S. Thaman was signed as the music director of the film since Santosh Srinivas and Anoop Rubens failed to be on the same page. In mid-February 2014, reports emerged that N. T. Rama Rao Jr. would sing a song in this film thus turning a singer again after singing in his previous films Yamadonga, Kantri and Adhurs. The film's soundtrack was released by hosting a promotional event on 4 August 2014 at Shilpakala Vedika in Hyderabad through Aditya Music label.

==Release==
Rabhasa has been Pre-sold for ₹45 crore to Distributors but the film collected ₹30 crore(share) in its lifetime.
It is rumored that NTR was paid ₹16.5 crore Remuneration for the film
In early December 2013, it was reported that the film would release on 28 March 2014. In the end of January 2014, it was reported that the film's release was postponed to 9 May 2014 and it would release on that day in a grand scale. In early May 2014, it was reported that the film would release in July 2014. It was said then that delay in the film's shoot was a reason for the postponement of the release. But on 19 May 2014 a press note was released which stated that the film would release on 14 August 2014. On 29 July 2014 it was confirmed that the film's release has been postponed to 15 August 2014 which is the 68th Independence Day of India. There were reports that the film may be postponed to a future date which was confirmed on 5 August 2014 that the film would release on 29 August 2014 on the eve of Vinayaka Chathurthi. There were many speculations that the film would be postponed but the makers later confirmed that there will be no change in the film's release date. The film was awarded an 'A' certificate without any cuts by Central Board of Film Certification on 20 August 2014. 90 screens were booked in USA for the film's release there which was a less number when compared to N. T. Rama Rao Jr.'s previous films Baadshah (108 screens) and Ramayya Vasthavayya (115 screens).
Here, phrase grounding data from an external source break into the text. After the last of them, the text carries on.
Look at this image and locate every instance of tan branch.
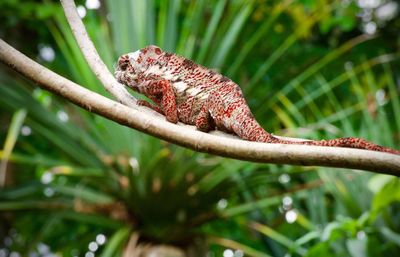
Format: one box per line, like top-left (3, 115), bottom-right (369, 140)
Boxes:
top-left (1, 39), bottom-right (399, 175)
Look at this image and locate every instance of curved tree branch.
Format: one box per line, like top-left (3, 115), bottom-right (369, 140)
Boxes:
top-left (1, 39), bottom-right (399, 175)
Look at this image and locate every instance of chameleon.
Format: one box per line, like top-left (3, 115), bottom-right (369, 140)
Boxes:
top-left (115, 45), bottom-right (400, 155)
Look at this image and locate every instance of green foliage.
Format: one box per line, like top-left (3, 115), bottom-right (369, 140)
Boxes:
top-left (1, 0), bottom-right (400, 256)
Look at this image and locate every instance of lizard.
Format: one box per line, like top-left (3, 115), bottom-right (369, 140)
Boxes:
top-left (115, 45), bottom-right (400, 155)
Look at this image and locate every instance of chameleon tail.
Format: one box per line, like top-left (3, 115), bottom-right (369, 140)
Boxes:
top-left (230, 111), bottom-right (280, 143)
top-left (230, 111), bottom-right (400, 155)
top-left (298, 137), bottom-right (400, 155)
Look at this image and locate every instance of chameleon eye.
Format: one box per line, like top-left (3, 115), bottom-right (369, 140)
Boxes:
top-left (118, 55), bottom-right (130, 71)
top-left (154, 47), bottom-right (162, 55)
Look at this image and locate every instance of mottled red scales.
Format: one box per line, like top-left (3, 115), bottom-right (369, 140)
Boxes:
top-left (115, 45), bottom-right (400, 155)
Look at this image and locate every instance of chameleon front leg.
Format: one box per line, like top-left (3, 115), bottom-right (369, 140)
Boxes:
top-left (137, 79), bottom-right (178, 123)
top-left (137, 100), bottom-right (164, 115)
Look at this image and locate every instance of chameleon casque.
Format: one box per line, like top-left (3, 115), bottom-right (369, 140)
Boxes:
top-left (115, 45), bottom-right (400, 155)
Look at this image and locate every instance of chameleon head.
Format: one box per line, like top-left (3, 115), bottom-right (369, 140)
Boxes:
top-left (114, 50), bottom-right (142, 89)
top-left (115, 45), bottom-right (163, 87)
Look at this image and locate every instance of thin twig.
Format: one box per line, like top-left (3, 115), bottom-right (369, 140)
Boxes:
top-left (60, 0), bottom-right (137, 108)
top-left (1, 39), bottom-right (399, 175)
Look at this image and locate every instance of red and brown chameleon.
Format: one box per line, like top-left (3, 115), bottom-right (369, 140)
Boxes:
top-left (115, 45), bottom-right (400, 155)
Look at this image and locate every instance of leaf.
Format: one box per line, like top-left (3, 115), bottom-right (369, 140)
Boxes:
top-left (209, 3), bottom-right (253, 68)
top-left (321, 222), bottom-right (342, 241)
top-left (0, 109), bottom-right (27, 186)
top-left (346, 238), bottom-right (367, 257)
top-left (100, 228), bottom-right (130, 257)
top-left (371, 178), bottom-right (400, 212)
top-left (196, 0), bottom-right (226, 63)
top-left (208, 236), bottom-right (272, 257)
top-left (54, 185), bottom-right (115, 204)
top-left (0, 200), bottom-right (70, 210)
top-left (223, 191), bottom-right (309, 217)
top-left (368, 174), bottom-right (393, 193)
top-left (250, 221), bottom-right (307, 255)
top-left (379, 227), bottom-right (400, 247)
top-left (305, 242), bottom-right (335, 257)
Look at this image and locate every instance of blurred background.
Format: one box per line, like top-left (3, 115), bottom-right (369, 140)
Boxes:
top-left (1, 0), bottom-right (400, 256)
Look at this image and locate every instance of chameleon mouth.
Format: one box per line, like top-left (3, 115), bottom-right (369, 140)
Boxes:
top-left (114, 70), bottom-right (122, 83)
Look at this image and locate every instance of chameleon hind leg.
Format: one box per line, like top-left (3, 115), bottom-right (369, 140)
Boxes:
top-left (195, 89), bottom-right (234, 133)
top-left (195, 104), bottom-right (215, 132)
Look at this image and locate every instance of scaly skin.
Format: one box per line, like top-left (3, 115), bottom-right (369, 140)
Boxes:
top-left (115, 45), bottom-right (400, 155)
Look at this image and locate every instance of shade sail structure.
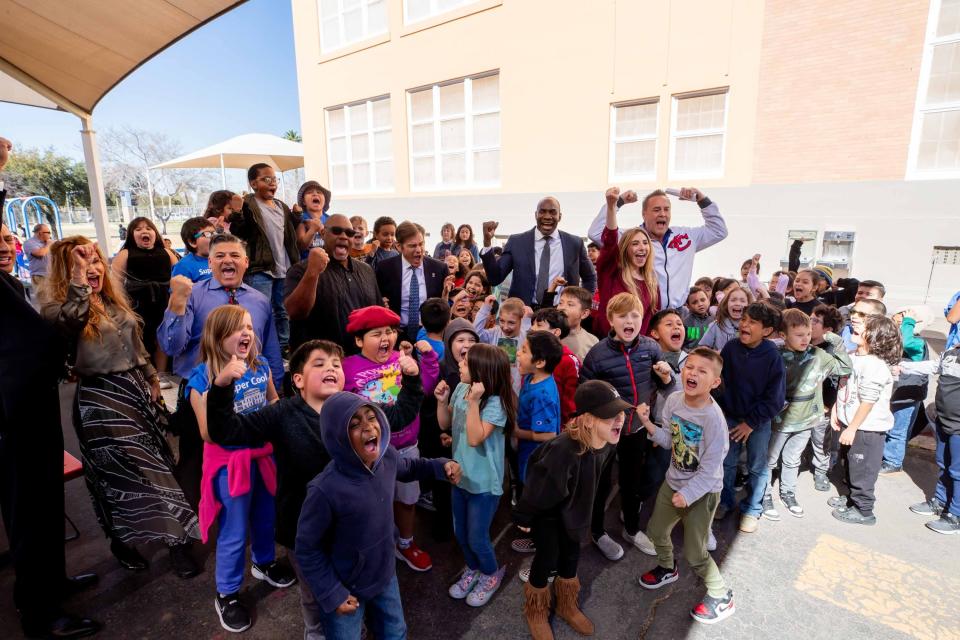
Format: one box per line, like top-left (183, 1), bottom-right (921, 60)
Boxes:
top-left (153, 133), bottom-right (305, 173)
top-left (0, 0), bottom-right (247, 117)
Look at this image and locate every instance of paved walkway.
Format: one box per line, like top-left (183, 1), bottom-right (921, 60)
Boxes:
top-left (1, 384), bottom-right (957, 639)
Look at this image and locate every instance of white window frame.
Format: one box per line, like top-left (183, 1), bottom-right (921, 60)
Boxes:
top-left (318, 0), bottom-right (388, 54)
top-left (406, 72), bottom-right (500, 191)
top-left (668, 89), bottom-right (729, 180)
top-left (608, 99), bottom-right (659, 181)
top-left (906, 0), bottom-right (960, 180)
top-left (403, 0), bottom-right (477, 25)
top-left (325, 95), bottom-right (394, 194)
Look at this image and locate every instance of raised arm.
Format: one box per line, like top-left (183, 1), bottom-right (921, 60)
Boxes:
top-left (687, 190), bottom-right (728, 251)
top-left (206, 379), bottom-right (280, 446)
top-left (157, 275), bottom-right (195, 357)
top-left (284, 250), bottom-right (328, 321)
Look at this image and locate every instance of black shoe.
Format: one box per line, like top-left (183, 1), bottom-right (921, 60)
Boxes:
top-left (251, 560), bottom-right (297, 588)
top-left (909, 498), bottom-right (944, 516)
top-left (215, 593), bottom-right (251, 633)
top-left (813, 472), bottom-right (830, 492)
top-left (169, 542), bottom-right (201, 579)
top-left (639, 563), bottom-right (679, 590)
top-left (110, 539), bottom-right (147, 571)
top-left (926, 512), bottom-right (960, 535)
top-left (23, 613), bottom-right (102, 639)
top-left (62, 573), bottom-right (99, 598)
top-left (879, 462), bottom-right (902, 475)
top-left (831, 505), bottom-right (876, 525)
top-left (734, 472), bottom-right (747, 492)
top-left (827, 495), bottom-right (848, 508)
top-left (761, 494), bottom-right (780, 521)
top-left (691, 589), bottom-right (735, 625)
top-left (780, 492), bottom-right (805, 518)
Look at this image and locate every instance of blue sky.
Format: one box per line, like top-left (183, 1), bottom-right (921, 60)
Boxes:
top-left (0, 0), bottom-right (301, 162)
It was also dubbed in Hindi under the title The Super Khiladi 2 by Goldmines Telefilms.

===Distribution===
On 30 June 2014, Classics Entertainments issued a press note that they purchased the entire overseas theatrical screening rights of the film. On 2 July 2014 Errabus issued a press note that they are distributing this film in UK and Europe. Dil Raju bought the Nizam Distribution Rights for ₹12 crores and the Ceded region rights were sold for ₹7.5 crores while Nellore rights fetched ₹1.9 crores. Alankar Prasad acquired the Krishna area rights for an undisclosed high price and the Karnataka Rights of the movie were sold for ₹4.75 crores. The film did a total pre-release business of ₹56 crore.

==Reception==

===Critical reception===
Rabhasa received mixed reviews from critics. idlebrain.com gave 3 out of 5 and concluded, "First half of the film is a little disappointing. Second half is better. A few of Brahmanandam's scenes are handled well. Plus points of the film are NTR's performance and a few of Brahmi's episodes in 2nd half. The minus point of the film is lack of freshness and a complicated screenplay. This film is made with mass orientation and the success will depend on how masses take it!".

Karthk Pasupulate of The Times of India wrote, " If you aren't a NTR fan you might just regret leaving home to watch this one.", and rated the movie 2.5 out of 5. APherald.com gave 2 out of 5 and wrote, "If you're Jr NTR fan, then Rabhasa comes with a one watch tag. But if you are looking for something different, it's better to wait for its home edition."

===Box office===
Rabhasa recorded a "good" opening all over the South for early shows, which started as early as 4 am. The film collected a share of around ₹9.05 crore in Andhra Pradesh on its opening day, marking the biggest opening of 2014 and the third biggest opening of all time in the AP/Nizam area (later surpassed by Aagadu).

Rabhasa collected a total share of ₹27.75 crore by the end of its theatrical run and was declared as a disaster as its theatricals were sold for ₹44.5 crore.